For the foregoing reasons, because California has a materially greater interest in the application of the California Securities Act than Delaware and because its law would apply to part of Plaintiff’s allegations of fraud, any waiver by Plaintiff of its right to assert a claim under the California Securities Act would be contrary to California’s public policies.

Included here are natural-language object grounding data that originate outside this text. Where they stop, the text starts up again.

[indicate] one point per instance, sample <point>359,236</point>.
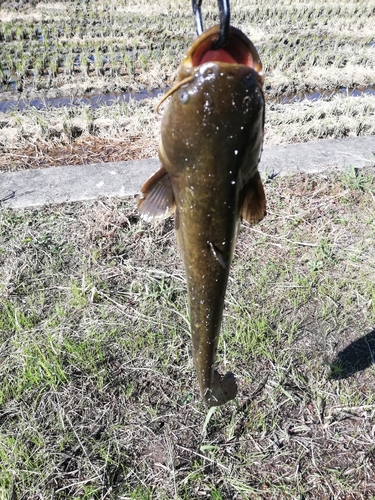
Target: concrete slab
<point>32,188</point>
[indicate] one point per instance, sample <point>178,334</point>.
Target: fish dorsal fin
<point>254,201</point>
<point>156,201</point>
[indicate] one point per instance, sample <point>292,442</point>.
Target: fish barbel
<point>211,142</point>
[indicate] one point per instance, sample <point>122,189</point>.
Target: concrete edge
<point>33,188</point>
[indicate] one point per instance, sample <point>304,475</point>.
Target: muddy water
<point>95,101</point>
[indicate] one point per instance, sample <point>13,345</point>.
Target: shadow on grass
<point>358,356</point>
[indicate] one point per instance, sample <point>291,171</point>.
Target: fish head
<point>216,107</point>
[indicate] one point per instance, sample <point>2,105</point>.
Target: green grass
<point>99,396</point>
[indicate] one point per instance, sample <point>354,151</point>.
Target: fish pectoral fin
<point>254,201</point>
<point>156,201</point>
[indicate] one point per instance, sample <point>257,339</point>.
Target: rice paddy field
<point>81,49</point>
<point>98,394</point>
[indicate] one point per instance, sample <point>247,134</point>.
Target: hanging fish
<point>211,142</point>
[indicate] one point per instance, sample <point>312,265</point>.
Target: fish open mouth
<point>237,50</point>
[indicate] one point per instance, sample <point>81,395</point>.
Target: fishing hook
<point>224,21</point>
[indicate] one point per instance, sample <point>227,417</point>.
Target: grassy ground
<point>71,48</point>
<point>99,399</point>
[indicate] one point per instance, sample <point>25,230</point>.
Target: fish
<point>211,143</point>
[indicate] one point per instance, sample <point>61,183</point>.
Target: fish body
<point>211,141</point>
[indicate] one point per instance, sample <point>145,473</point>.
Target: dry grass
<point>74,48</point>
<point>99,398</point>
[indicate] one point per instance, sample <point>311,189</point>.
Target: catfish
<point>211,142</point>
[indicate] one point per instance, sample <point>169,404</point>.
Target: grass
<point>99,396</point>
<point>75,48</point>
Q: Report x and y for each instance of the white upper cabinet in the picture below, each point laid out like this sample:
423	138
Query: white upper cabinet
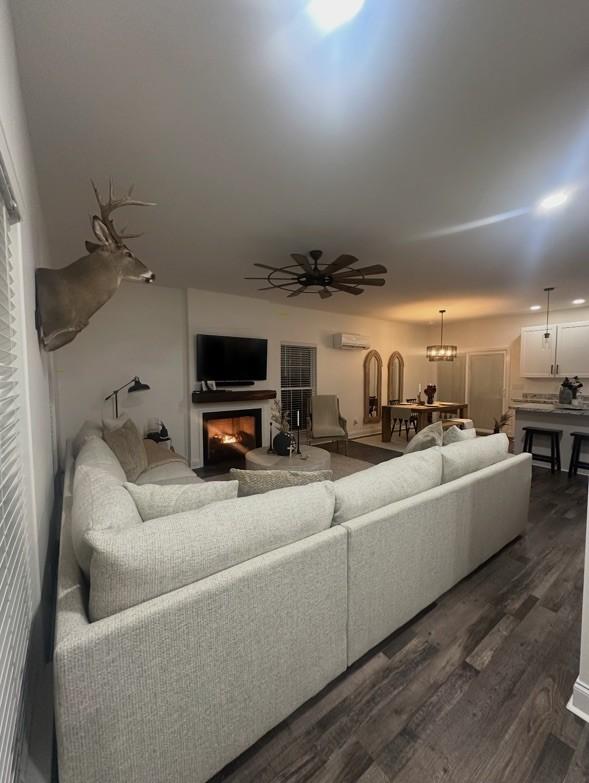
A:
572	355
538	356
565	353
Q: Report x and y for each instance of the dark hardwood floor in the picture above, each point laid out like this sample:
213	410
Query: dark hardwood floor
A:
471	691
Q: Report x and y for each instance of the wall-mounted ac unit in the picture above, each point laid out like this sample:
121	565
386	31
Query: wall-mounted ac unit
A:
350	341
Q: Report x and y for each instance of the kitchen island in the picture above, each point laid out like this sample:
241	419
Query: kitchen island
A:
527	414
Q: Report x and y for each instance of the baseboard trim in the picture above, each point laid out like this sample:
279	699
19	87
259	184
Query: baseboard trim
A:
578	704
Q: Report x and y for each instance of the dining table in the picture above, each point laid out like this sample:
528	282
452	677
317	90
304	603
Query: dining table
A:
424	413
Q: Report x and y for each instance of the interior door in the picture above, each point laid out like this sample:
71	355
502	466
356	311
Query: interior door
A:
572	355
486	387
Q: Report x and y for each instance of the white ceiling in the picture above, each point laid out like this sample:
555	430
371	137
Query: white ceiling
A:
258	137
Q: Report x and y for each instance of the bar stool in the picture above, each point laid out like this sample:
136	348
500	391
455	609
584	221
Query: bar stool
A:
554	435
576	462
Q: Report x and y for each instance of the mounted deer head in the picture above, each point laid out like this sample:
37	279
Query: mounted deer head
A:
67	298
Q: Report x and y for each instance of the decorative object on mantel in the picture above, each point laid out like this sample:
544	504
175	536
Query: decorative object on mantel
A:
230	395
441	352
284	442
323	279
501	422
134	385
68	297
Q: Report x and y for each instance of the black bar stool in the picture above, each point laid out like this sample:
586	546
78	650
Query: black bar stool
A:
554	435
576	462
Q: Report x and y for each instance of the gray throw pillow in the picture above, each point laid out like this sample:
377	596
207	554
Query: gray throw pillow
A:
256	482
127	445
153	500
454	435
426	438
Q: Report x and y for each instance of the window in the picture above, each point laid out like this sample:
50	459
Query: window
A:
15	603
297	372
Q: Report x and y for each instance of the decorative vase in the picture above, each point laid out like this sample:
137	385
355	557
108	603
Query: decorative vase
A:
282	443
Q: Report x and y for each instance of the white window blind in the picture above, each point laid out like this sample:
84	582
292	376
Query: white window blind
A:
15	605
297	372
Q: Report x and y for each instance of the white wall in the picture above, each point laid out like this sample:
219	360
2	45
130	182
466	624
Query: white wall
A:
140	331
338	372
15	150
504	332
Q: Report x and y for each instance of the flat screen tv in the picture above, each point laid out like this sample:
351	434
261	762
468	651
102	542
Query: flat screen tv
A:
228	359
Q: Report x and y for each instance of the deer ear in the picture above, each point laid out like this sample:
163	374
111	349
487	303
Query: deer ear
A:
101	232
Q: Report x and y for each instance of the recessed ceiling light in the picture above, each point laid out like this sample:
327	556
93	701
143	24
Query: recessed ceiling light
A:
554	200
329	14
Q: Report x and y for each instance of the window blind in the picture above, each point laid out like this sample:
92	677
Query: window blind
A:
15	603
297	373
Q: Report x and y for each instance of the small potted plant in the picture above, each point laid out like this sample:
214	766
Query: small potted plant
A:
284	440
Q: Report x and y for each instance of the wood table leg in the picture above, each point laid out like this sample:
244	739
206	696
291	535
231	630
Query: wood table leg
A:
385	424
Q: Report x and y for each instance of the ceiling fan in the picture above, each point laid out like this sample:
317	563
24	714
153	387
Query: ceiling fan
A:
308	276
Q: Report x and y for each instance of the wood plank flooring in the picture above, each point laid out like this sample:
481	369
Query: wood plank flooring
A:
471	691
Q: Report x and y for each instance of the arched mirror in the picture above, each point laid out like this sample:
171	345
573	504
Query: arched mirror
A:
372	387
395	372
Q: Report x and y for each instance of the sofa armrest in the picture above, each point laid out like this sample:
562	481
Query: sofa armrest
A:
175	688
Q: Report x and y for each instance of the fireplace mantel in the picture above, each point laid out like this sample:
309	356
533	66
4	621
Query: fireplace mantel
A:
202	398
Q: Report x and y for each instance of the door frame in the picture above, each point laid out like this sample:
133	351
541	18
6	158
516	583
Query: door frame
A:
506	371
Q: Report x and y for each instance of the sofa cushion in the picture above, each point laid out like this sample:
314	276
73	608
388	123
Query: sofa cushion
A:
96	454
153	500
131	566
89	429
100	502
429	436
127	445
454	435
256	482
386	483
459	459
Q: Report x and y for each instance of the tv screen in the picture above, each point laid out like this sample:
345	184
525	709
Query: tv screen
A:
230	358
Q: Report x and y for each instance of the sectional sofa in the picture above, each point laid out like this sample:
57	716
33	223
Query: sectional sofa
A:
196	633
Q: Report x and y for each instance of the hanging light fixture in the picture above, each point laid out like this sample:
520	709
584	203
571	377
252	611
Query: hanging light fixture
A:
441	352
547	333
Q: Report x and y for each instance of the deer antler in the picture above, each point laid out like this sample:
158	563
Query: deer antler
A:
107	208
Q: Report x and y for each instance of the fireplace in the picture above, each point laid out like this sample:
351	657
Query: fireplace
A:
228	435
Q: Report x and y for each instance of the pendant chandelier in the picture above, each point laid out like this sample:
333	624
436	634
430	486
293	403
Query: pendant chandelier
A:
547	332
441	352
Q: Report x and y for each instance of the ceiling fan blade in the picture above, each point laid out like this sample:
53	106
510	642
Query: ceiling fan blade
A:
276	269
348	289
339	263
375	269
302	261
361	281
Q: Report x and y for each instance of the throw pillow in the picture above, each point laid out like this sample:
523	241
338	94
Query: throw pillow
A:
153	500
127	445
454	435
429	436
256	482
133	566
460	459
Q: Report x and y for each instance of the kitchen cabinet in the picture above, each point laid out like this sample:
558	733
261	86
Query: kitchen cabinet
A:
566	352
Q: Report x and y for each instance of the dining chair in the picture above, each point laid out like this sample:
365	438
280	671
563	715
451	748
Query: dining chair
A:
404	416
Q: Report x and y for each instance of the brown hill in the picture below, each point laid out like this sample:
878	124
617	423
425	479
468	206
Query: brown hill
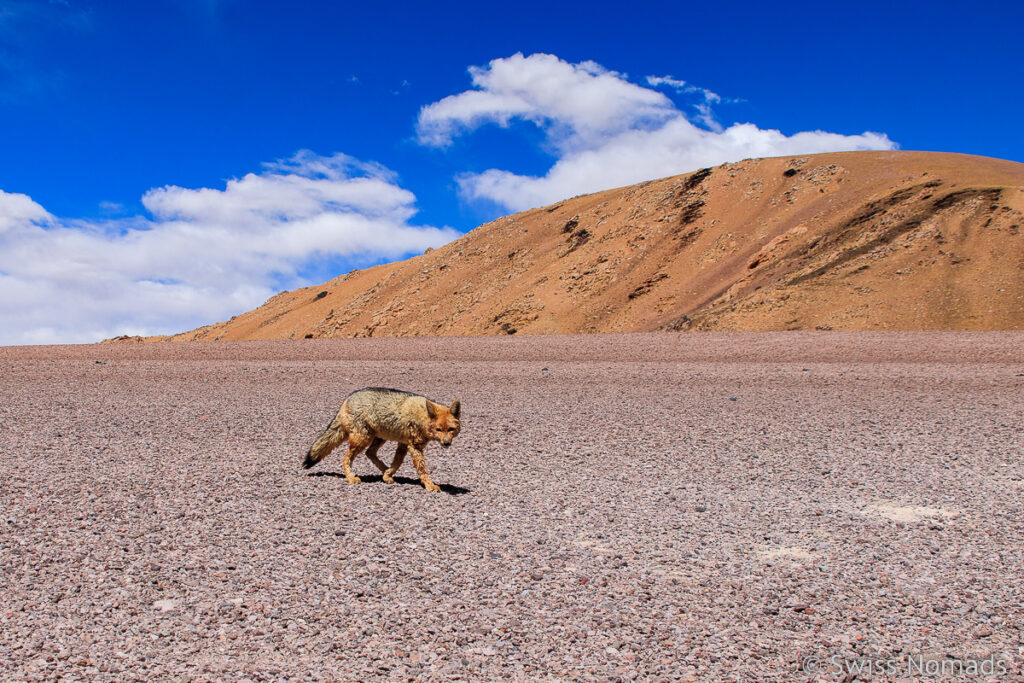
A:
850	241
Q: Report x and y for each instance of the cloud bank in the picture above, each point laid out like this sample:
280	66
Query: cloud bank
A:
203	255
604	130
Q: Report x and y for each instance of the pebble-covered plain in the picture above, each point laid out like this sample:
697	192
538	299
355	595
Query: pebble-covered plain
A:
634	507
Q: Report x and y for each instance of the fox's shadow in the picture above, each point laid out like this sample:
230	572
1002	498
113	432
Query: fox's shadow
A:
449	488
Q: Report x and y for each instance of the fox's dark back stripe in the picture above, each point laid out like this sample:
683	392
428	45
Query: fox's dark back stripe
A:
388	390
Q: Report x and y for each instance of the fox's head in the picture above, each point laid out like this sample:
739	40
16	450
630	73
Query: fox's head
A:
444	421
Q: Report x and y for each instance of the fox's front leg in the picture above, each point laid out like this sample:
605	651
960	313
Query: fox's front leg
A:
399	457
421	467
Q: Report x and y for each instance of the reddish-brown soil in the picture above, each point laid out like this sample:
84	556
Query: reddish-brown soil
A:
850	241
655	507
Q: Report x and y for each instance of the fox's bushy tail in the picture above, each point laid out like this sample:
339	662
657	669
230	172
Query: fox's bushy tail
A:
325	443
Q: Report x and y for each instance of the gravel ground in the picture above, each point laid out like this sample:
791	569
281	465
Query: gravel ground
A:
673	507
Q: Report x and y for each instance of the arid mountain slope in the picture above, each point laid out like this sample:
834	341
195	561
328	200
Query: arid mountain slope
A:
850	241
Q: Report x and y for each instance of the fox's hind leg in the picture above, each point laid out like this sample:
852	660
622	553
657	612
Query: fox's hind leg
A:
399	457
357	440
372	455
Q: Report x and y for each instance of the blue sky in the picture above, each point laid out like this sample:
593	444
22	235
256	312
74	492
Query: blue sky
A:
141	141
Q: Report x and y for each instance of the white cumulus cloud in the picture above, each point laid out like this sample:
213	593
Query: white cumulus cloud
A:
203	255
605	130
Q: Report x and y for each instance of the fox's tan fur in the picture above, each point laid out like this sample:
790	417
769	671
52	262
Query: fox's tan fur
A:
370	417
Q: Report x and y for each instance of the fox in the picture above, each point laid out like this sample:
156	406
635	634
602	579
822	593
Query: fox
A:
374	415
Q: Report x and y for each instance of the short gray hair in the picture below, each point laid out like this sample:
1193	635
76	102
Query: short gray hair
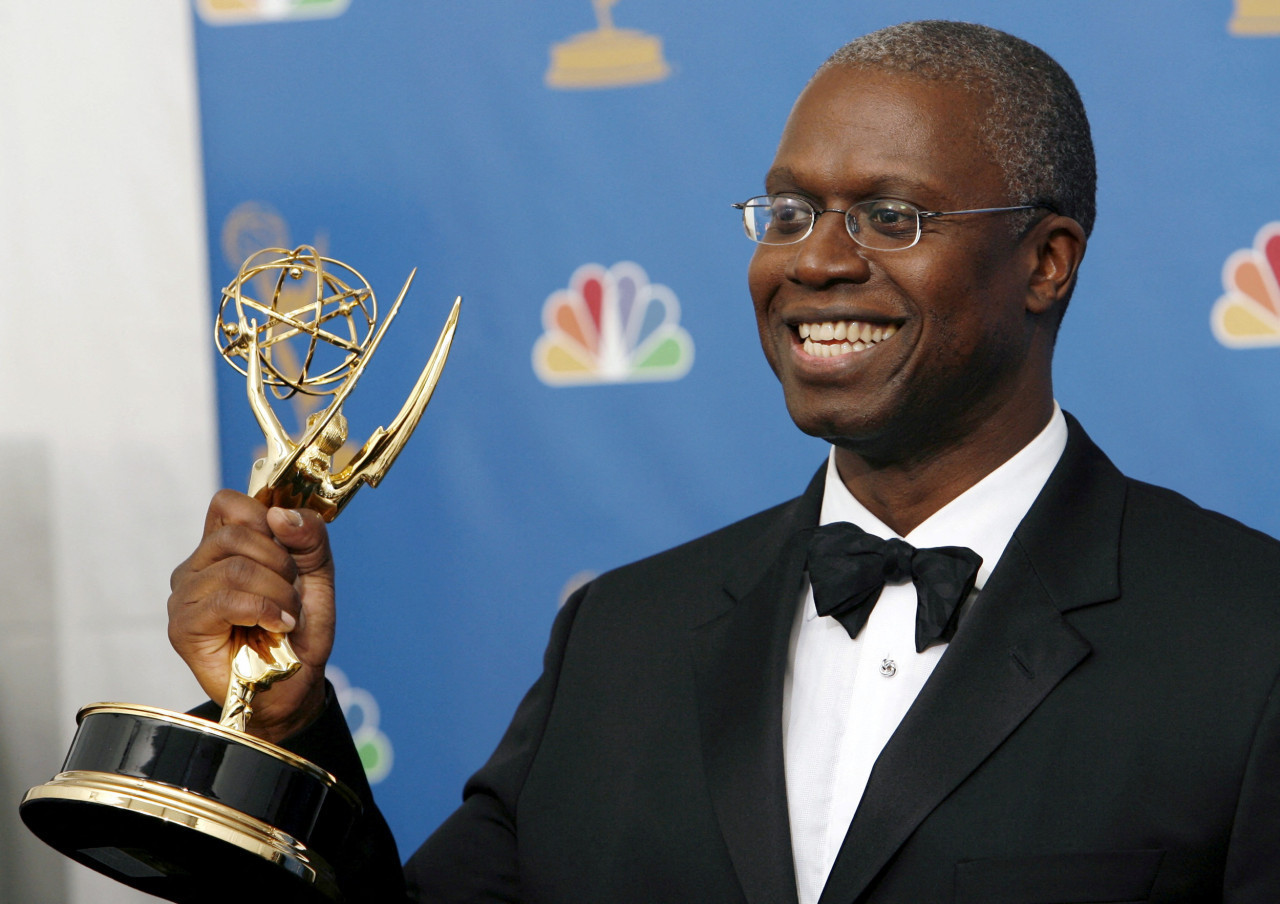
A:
1037	128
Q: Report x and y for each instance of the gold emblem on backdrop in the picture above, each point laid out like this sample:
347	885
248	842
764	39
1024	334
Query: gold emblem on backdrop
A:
1256	18
608	56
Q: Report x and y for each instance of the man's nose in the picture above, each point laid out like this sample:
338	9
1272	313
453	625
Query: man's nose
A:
828	254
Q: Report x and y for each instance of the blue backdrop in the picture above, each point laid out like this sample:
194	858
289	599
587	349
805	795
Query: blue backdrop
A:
606	396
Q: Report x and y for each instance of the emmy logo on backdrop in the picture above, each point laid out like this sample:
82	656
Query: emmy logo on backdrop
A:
174	804
608	56
1256	18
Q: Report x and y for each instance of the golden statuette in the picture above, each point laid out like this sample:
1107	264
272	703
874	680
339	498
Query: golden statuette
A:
170	803
315	334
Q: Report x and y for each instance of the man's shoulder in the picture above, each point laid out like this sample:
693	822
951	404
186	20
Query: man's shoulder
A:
1161	519
700	566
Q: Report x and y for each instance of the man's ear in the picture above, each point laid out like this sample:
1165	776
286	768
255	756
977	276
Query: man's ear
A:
1057	243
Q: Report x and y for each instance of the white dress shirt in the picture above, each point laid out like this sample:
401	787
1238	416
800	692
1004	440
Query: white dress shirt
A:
844	698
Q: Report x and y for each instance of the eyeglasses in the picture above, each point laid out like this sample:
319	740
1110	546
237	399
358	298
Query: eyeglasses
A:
881	224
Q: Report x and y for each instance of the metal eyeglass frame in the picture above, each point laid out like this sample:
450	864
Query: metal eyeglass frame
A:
850	224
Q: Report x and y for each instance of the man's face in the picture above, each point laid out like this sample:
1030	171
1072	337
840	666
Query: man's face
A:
955	341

Swipe Acquisition, 2021 WL 282642, at 19–21 (citations and footnotes omitted).

Takeaways

  • Swipe Acquisition is an example of Delaware law and Delaware courts balancing, on the one hand, Delaware’s strong policy in favor of parties’ freedom of contract and, on the other hand, promoting the public policies of other jurisdictions under non-Delaware law.
  • Parties should be cognizant when including a Delaware choice-of-law provision that doing so will not bar securities law claims under non-Delaware law, unless the party seeking to enforce the choice-of-law provision can show that enforcement will not diminish the plaintiff’s statutory rights under the applicable non-Delaware law.
  • Enforcement of a Delaware choice-of-law provision to preclude a claim under the California Securities Act would be contrary to California’s public policy if the plaintiff could not assert at least a substantively identical claim under the Delaware Securities Act (due to a lack of nexus with Delaware or otherwise), unless the plaintiff can pursue other claims that would provide rights that are the same as or greater than its California Securities Act claim.